Starz's Netflix Contract To Expire February 2012, Taking Over 1,000 Movies With It

Netflix To Lose Over 1,000 Movie Titles

If you have any Starz movies you want to see on Netflix, you might want to hurry up and watch them before it's too late.

Starz has announced in a press release that it is cutting off contract renewal negotiations with Netflix and has no plans to fire them back up:

When the agreement expires on February 28, 2012, Starz will cease to distribute its content on the Netflix streaming platform. This decision is a result of our strategy to protect the premium nature of our brand by preserving the appropriate pricing and packaging of our exclusive and highly valuable content.

Apparently, the money just isn't there, and it sounds like Starz is interested in seeing other people. Netflix paid $30 million back in October 2008 to gain the rights to stream Starz films, and many analysts called the deal a steal for Netflix.

Back in June, Sony temporarily pulled its movies from Netflix due to a "temporary contract issue" with Starz. In March Starz announced that Netflix Instant customers would have to wait 90 days before viewing its original programming like 'Camelot.' In January 2011 Starz CEO Chris Albrecht told Bloomberg that his company didn't "need this deal for [their] profitability."

Netflix CEO Reed Hastings told AllThingsD in June 2011 that he's willing to spend as much as $200 million to renew his company's Starz contract; though exact figures from recent negotiations have not surfaced, it appears that talks have permanently stalled.

When Netflix split its services between DVD rental and Streaming in June, it received much criticism on its website from members who found it to have a weak streaming selection; should Netflix now lose Starz films in February 2012, that weak selection will become even weaker. Starz Play included over 2500 movies when the deal was signed in 2008, though Netflix's website currently advertises about 1000 movies in its Starz Play section.

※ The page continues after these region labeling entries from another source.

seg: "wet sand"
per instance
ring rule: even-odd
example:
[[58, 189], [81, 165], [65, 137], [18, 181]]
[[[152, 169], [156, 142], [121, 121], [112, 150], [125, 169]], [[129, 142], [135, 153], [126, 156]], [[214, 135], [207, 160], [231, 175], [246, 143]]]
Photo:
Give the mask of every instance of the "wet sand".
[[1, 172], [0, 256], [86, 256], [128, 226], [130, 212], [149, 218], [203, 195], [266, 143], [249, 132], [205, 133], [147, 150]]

This could be a big blow to Netflix, even by its own admission. In its 2010 Annual Shareholder Report, the company stated that "[i]f we are not successful in maintaining existing and creating new relationships, or if we encounter technological, content licensing or other impediments to our streaming content, our ability to grow our business could be adversely impacted."

Netflix's stock is already down 8 percent in after hours trading as of press time, and its subscriptions might be "adversely impacted" in about 4 months, if it can't figure something out with Starz or another content provider soon.

Netflix has not responded to a request for comment.